Elle laisse l’argent de sa coupe s’entrechoquer avec celle de Robb. Elle étrenne leurs breuvages sans réellement en savoir la raison… Elle observe toujours les danseurs dans leurs lentes processions. La musique couvre leurs paroles, personne ne semble faire attention aux épousés. Peut-être est-ce eux, retranchés dans leurs pensées, qui ne font plus attention aux autres… Sans le regarder, elle pouvait sentir les mâchoires de l’héritier contractées, soumises à quelques résignations masculines. Elle ne voulait pas de sa promesse, elle ne voulait pas de sa désolation. Elle voulait continuer de sentir à ses côtés cette puissance jusqu’alors inconnue. Quelques heures plus tôt quand elle avait posé son regard sur lui, bien des choses s’étaient effondrées. Elle s’était attendue à voir un homme hirsute et monstrueux. Elle avait passé des nuits à torturer son visage, trop orgueilleuse, dédaignant un des héritiers les plus puissants de Sept Couronnes. Elle se rendait compte qu’il y avait eu quelque chose de rassurant dans son mépris pour lui. Ce mépris… comme si de cette façon aucun homme n’aurait pu la ravir de ses terres.

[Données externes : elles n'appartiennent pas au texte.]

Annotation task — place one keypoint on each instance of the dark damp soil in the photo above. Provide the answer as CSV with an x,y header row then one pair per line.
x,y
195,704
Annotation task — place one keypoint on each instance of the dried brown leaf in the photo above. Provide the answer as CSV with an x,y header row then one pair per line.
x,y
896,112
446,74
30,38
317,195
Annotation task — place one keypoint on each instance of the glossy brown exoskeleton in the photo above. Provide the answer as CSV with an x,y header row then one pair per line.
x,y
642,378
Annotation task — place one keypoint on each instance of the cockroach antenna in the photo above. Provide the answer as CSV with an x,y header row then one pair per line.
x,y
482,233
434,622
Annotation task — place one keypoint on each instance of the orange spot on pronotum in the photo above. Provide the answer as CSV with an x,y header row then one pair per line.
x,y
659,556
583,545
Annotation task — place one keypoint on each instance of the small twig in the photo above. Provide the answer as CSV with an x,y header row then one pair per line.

« Je ne vivais que pour avoir les mêmes privilèges que mon frère. J’étais le cauchemar de ma mère et le sourire de mon père. Cadet d’une maison sans grande importance pour l’ost, il n’avait aucune espérance de voir marier sa fille autre qu’à un chevalier fieffé. Alors, il me laissait courir à la chasse et fermait les yeux quand je m’échappais pour assister aux leçons de mon frère. Mes soeurs, elles… De leur cru, les mots coulent seuls… C’est comme un besoin intime et intense de parler à voix haute, d’extérioriser. Elle s’était promis de ne pas penser à eux, mais dans les tournoiements de son vin, elle s’oublie. … étaient de parfaites damoiselles. Elles s’évertuaient à plaire à Tess, comme si à elle seule elle avait la clef d’un monde qui ne nous appartenait pas. Moi, c’était différent et demain je battrai tous les nobles à la chasse. »



Demain, elle serait une femme. Demain, à l’Aurore elle aurait été honoré par un homme. Sa mère lui avait formellement dit que jusqu’à ce moment là elle ne devait commettre un seul impair. Au matin, si Robb avait été satisfait d’elle il apposerait son don au douaire maritale. De sa survie dépendait ce don… Nul doute que sa mère serait sous sels si elle avait entendu les paroles effrontées de son ainée. Elle aurait posé sa main sur son coeur gros et lourd avant de laisser ses larmes sauter, énormes. Pauvre femme qui était venue du Val pour voir sa fille gâcher une alliance prestigieuse! Pauvre femme que n'était-elle restée en ses montagnes austères que de donner vie à une ingrate!

Le vin est doux. Le vin est aigre. Il pétille dans son palais de désirs et de mots qu’elle tait. Elle restait là, le corps appuyée sur cette table de chêne. Son bras frôlait presque celui du Baratheon. Leurs corps ne se touchent pas, des instants avant ils avaient été bien plus intimes… Pourtant, elle ne peut s’empêcher de ne pas bouger. Elle ne veut pas briser le charme qui semble s’être posé sur eux. Le moût glisse en elle. Elle ne voulait pas de sa promesse. Elle ne voulait pas de la promesse de son époux. Ses emportements, une partie d’elle les voulait maintenant, sans attendre. Une partie d’elle appelait à devenir femme dans une impatience jusqu’alors inconnue. Chaste et apeurée les autres femmes lui avaient dit, mais elle ne ressentait qu’une brûlure intolérable. Une brulure à assouvir. Ses phalanges blanchissent, elles contiennent toutes les pulsions de sa nature rustique. Elle aspire à se coucher et sentir le corps lourd de cet inconnu sur le sien. Leurs lèvres partagées ont fait naitre des sentiments inhospitaliers. Dangereux, susurrés… un mouvement sec et la coupe résonne sur la table. 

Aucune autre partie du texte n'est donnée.